This is "one issue", on which Brown feels no need to walk a line, we are told. He is convinced that the British opt-outs mean that no transfer of sovereignty is involved, and that therefore Labour's referendum pledge is inoperative. Furthermore, Labour MPs who think they can shake him had better have a re-think. Besides, the PM can put this issue to rest by stating in the new manifesto that he intends to have Parliament decide.
And even those voters who know he is wrong will make their decisions based on other issues. So the Prime Minister believes.
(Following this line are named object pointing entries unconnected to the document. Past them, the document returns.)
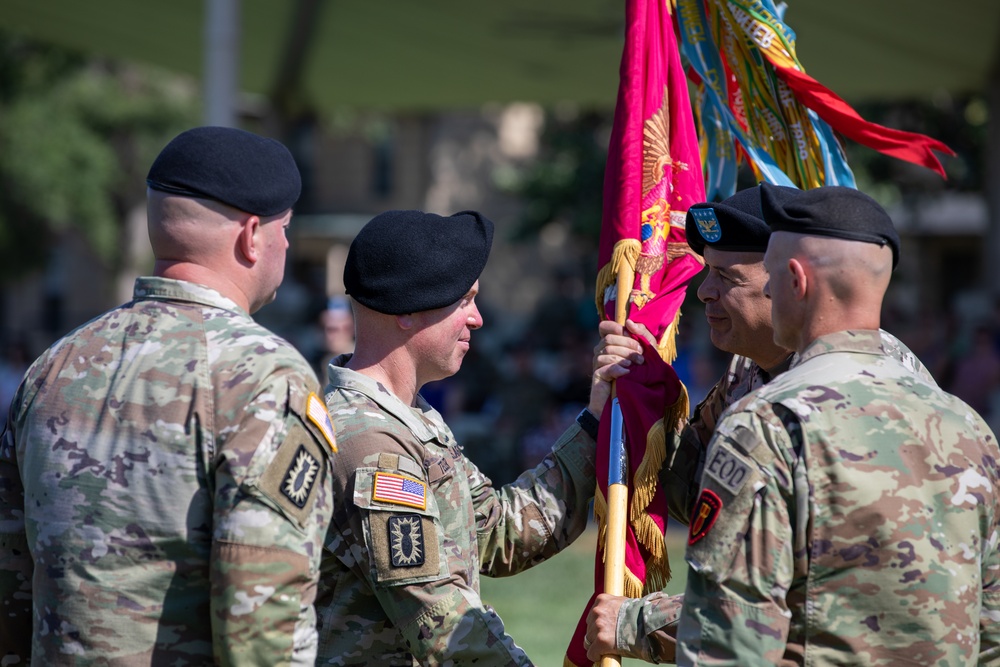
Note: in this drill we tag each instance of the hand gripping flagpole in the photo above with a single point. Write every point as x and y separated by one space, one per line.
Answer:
614 548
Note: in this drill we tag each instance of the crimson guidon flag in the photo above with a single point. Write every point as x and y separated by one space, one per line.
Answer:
653 175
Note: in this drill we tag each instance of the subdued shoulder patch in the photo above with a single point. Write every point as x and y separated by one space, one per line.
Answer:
318 414
706 511
293 475
399 490
406 540
404 547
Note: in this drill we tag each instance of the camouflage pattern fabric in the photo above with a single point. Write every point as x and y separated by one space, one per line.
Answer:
164 491
848 515
647 627
418 525
686 452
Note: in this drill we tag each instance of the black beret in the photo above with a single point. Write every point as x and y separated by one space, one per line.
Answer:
734 224
829 210
254 174
411 261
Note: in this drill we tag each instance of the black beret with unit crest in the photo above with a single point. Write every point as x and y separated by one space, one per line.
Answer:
735 224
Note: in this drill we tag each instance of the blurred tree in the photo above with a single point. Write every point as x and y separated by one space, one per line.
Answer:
566 180
76 138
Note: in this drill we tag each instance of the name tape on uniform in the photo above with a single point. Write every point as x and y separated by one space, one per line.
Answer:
399 490
727 469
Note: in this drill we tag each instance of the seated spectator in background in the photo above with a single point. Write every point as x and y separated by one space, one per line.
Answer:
976 375
336 323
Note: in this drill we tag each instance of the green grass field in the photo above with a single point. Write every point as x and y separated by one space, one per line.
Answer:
540 608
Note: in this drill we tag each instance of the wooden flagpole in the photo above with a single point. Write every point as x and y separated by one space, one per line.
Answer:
614 549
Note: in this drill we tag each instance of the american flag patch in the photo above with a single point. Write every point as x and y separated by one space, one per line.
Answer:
399 490
317 413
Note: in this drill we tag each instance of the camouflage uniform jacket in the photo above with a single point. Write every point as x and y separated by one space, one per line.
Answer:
646 627
848 514
164 491
418 525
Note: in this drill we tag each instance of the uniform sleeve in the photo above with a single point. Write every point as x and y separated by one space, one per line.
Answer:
16 565
681 471
647 627
272 505
739 550
396 532
989 618
540 513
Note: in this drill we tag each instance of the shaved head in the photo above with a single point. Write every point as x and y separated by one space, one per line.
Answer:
820 284
184 229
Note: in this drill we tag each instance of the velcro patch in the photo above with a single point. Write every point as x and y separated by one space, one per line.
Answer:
300 477
403 547
399 490
727 469
406 540
706 511
320 416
And since he is a man who keeps his "eyes wide open all the time", he might well be right.
One thing for sure, Brown is unlikely to be impressed by the news that some Liberal Democrats may join the Labour rebels, not least because Menzies Campbell, their leader, is all over the place, and their vote seems to be falling apart in the polls. The words "busted" and "flush" come to mind.
Nevertheless, we are beginning to see some strange bedfellows rallying to the flag (if you can rally to the flag while in bed), with David Blunkett joining the fray. Apparently he has "stoked Labour divisions over Europe" by challenging Gordon Brown to explain why he was denying the British people a referendum on the treaty.
Certainly, Brown needs to do that, as the "constitutional concept has been abandoned" mantra is getting more than a little tedious. Blunkett, therefore, strikes a chord when he says that Brown and his ministers had "a long way to go" before they had provided "a proper answer" to the growing number of Labour MPs, unions and members of the public demanding a referendum.
Whether Brown can cope with his opposition lounging in bed, while rallying to the flag, joining the fray and striking chords, is another matter. If the arguments don't get him, the lethal battery of mixed metaphors will.
Anyhow, if Stelzer is downbeat, in today's Daily Mail, Booker provides an antidote, with a long op-ed declaring, "The EU constitution is one of the biggest political gambles Mr Brown could make".
"Something very odd has been going on in Britain this August," writes Booker. "Ever more people - including, we are told, more than 100 of his own MPs - have been waking up to the realisation that our Prime Minister Gordon Brown is attempting to get away with one of the most shameless and fraudulent gambles in our political history."
His gamble is that, "so long as we remain in ignorance as to what is really at stake, we will not care enough to stop him getting his way." But the fact is that:
…he wants to give away powers which do not belong to him or to Parliament but to all of us. That he is prepared to do so without consulting us - and on the basis of lies and broken promises - should make us all so angry that he cannot get away with it.Angry indeed we are – some of us. And if the issue has struggled through the "silly season" to emerge intact on the other side, that alone tells us that it is not going to go away.
Even despite the stupidity of the Tory slogan – "Don't Let Brown Let EU Down" – so stupid that even Iain Dale has noticed, there are growing indications that Brown has a fight on his hands.